Resta da capire chi è stato il responsabile dell’ingresso di 2012 VP113 nel nostro sistema planetario. I due autori dello studio pubblicato su Nature, Scott Sheppard del Carnegie Institution for Science di Washington e Chadwick Trujillo dell’Osservatorio Gemini alle Hawaii, parlano addirittura dell’ipotesi di una “super-Terra”. Questo oggetto celeste sarebbe grande 10 volte il nostro pianeta, e potrebbe aver influenzato l’orbita del pianeta nano.

“Si pensa che questa super-Terra sia collocata all’interno della nube di Oort, la fascia di corpi celesti che orbitano a enorme distanza dal Sole. Questa zona si conosce solo in maniera indiretta, ma è talmente lontana che a livello ipotetico si potrebbe osservare tutta insieme”.

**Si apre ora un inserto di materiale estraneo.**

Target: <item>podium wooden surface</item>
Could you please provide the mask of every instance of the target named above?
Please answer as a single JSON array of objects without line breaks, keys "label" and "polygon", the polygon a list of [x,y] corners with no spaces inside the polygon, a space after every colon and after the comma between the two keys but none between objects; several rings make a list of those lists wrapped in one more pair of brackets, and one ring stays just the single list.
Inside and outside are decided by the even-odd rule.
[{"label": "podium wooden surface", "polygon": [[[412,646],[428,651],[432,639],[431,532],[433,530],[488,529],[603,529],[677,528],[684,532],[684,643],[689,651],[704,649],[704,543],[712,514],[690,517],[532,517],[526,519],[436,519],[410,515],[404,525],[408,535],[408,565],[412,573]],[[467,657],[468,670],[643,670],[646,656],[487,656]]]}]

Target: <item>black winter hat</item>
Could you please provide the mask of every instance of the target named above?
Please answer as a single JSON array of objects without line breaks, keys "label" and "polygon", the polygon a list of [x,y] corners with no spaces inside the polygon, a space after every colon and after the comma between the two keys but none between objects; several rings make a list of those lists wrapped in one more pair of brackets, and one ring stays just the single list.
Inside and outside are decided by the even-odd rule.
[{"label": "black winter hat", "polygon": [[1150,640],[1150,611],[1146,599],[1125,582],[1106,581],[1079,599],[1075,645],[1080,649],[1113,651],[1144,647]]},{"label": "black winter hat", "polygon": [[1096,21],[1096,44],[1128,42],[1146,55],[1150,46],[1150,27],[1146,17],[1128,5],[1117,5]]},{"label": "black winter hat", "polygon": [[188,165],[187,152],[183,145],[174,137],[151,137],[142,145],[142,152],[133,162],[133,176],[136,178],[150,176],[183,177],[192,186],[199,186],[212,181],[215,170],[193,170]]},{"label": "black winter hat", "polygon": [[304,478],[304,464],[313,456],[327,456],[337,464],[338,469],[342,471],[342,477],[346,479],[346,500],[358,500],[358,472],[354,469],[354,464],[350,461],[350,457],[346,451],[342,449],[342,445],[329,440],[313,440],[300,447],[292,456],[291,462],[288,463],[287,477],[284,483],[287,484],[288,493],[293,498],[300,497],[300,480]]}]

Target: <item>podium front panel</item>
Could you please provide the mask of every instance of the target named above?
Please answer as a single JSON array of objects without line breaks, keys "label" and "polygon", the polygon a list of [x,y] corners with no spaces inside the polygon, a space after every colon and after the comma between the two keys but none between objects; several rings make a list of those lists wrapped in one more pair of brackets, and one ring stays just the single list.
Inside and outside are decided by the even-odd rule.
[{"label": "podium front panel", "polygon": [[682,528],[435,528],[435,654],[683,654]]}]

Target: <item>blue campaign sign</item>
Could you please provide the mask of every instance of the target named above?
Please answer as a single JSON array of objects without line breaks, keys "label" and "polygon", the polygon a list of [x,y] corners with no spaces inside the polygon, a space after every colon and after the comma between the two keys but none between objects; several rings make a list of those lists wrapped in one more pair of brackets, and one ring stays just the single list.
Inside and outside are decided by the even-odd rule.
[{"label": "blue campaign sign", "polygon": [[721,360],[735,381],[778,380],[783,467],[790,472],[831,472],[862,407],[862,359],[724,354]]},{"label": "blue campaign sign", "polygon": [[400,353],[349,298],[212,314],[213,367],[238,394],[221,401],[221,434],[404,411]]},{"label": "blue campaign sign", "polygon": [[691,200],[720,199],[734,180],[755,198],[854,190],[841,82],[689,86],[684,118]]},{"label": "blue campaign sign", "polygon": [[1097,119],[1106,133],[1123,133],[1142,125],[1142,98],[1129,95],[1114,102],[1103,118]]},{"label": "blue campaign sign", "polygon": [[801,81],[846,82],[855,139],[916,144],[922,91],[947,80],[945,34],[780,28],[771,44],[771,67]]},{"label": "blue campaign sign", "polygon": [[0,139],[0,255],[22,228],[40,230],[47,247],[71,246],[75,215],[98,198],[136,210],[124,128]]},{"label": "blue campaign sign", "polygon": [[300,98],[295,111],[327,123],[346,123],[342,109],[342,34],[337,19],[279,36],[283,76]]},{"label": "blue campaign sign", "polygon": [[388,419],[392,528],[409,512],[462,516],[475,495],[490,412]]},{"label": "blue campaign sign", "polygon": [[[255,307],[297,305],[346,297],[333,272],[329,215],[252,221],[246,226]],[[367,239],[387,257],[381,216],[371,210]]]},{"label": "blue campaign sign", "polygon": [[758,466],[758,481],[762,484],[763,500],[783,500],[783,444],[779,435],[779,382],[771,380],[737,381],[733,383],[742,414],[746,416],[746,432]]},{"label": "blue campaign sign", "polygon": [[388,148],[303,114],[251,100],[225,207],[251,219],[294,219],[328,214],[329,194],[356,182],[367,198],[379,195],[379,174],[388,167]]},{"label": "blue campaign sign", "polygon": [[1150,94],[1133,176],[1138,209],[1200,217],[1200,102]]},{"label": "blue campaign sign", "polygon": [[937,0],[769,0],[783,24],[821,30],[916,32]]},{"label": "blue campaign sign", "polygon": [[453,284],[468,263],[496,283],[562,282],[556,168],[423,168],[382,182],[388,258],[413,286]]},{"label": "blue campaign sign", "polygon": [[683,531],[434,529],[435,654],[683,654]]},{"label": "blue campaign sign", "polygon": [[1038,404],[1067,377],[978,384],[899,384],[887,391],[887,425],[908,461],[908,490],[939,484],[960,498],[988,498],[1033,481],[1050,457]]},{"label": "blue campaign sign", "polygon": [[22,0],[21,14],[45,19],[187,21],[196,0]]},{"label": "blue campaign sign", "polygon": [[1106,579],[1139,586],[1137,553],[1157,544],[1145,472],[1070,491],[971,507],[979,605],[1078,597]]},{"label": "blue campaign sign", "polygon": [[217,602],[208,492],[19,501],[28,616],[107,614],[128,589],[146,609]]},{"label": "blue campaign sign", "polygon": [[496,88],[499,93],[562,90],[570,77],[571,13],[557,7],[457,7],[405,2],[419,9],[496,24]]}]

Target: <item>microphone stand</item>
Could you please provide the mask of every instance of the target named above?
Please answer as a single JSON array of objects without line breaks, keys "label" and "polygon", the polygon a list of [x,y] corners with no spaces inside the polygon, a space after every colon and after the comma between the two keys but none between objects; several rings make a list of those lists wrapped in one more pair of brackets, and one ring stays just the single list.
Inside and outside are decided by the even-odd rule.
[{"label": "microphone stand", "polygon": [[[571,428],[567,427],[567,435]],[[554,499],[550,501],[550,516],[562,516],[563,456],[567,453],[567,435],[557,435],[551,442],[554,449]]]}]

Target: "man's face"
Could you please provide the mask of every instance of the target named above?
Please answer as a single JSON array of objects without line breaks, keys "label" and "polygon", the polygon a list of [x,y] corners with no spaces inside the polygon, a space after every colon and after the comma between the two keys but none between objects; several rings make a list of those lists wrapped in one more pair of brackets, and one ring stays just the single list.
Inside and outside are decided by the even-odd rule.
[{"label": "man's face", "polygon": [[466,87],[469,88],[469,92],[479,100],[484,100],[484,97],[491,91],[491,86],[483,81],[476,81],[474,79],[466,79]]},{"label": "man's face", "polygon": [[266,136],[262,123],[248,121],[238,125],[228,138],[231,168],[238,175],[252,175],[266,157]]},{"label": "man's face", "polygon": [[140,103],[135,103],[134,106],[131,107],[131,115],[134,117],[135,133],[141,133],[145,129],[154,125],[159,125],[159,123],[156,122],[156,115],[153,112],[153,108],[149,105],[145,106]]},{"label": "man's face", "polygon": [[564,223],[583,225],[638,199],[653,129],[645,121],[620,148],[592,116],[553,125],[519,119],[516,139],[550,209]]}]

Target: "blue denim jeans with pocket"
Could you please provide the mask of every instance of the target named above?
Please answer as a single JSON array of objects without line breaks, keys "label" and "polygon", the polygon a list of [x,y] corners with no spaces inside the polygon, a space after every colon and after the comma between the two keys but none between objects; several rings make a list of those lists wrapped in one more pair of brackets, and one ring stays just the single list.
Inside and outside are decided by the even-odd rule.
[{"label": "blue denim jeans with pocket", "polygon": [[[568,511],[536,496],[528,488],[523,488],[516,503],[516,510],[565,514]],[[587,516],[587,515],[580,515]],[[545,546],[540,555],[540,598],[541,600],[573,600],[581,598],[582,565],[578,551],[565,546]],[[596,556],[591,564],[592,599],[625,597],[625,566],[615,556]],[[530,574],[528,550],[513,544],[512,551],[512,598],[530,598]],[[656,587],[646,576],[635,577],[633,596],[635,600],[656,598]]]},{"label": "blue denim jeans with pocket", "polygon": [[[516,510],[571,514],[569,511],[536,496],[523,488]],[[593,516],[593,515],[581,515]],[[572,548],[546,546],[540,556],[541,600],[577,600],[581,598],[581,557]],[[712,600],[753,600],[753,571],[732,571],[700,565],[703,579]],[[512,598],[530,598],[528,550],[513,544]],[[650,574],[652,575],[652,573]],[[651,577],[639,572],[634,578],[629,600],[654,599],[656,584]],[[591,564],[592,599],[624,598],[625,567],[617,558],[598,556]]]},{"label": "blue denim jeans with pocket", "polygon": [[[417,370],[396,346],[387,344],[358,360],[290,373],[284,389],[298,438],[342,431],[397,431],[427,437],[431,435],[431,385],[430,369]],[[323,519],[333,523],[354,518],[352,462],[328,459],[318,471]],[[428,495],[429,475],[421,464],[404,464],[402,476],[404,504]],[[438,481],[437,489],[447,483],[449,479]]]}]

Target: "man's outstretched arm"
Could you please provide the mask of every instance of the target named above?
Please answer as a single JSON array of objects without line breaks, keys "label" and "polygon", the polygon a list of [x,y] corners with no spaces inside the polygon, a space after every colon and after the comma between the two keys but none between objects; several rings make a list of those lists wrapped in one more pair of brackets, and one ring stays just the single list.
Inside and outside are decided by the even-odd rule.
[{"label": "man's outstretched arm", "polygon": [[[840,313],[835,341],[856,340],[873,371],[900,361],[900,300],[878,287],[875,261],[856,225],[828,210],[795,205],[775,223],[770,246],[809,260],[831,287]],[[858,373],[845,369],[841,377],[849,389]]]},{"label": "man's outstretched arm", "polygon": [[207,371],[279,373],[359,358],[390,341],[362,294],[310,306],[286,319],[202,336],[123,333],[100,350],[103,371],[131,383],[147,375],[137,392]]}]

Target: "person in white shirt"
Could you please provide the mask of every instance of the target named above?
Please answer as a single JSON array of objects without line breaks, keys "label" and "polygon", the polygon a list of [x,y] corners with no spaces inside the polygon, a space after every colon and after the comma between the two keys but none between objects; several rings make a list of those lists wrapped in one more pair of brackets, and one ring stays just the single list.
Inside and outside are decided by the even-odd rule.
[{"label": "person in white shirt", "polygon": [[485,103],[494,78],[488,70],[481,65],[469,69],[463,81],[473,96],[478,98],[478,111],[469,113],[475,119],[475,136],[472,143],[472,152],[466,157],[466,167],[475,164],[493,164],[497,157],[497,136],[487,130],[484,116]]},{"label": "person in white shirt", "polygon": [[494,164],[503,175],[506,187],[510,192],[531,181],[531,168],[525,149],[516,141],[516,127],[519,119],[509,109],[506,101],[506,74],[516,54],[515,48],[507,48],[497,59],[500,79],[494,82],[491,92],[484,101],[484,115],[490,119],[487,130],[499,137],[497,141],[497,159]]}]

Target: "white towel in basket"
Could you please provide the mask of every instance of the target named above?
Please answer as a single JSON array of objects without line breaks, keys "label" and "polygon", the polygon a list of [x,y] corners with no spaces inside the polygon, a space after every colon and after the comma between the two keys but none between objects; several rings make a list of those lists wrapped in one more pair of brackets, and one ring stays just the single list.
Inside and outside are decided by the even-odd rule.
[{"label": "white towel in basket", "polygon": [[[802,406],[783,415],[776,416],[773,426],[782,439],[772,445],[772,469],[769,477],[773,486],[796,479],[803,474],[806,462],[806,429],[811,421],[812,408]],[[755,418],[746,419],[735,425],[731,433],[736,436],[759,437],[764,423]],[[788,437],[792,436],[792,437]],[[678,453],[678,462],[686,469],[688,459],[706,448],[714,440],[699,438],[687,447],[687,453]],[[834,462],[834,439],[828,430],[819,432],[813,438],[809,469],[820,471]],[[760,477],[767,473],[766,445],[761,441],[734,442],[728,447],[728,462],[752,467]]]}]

Per avere risposte certe sull’origine di 2012 VP113 servirà però aspettare misure più accurate. Secondo Gianfranco Magni, il vero salto ci sarà con il lancio di James Webb il telescopio spaziale sviluppato per diventare il successore di Hubble.

“Con una dimensione di 6 metri di diametro, James Webb permetterà di osservare oggetti lontani come 2012 VP113, il cui spettro è visibile soprattutto nell’infrarosso” conclude l’astrofisico. “Grazie a questo telescopio i dati statistici aumenteranno enormemente, e potremo farci un’idea più precisa di cosa c’è dietro questo pianeta nano”.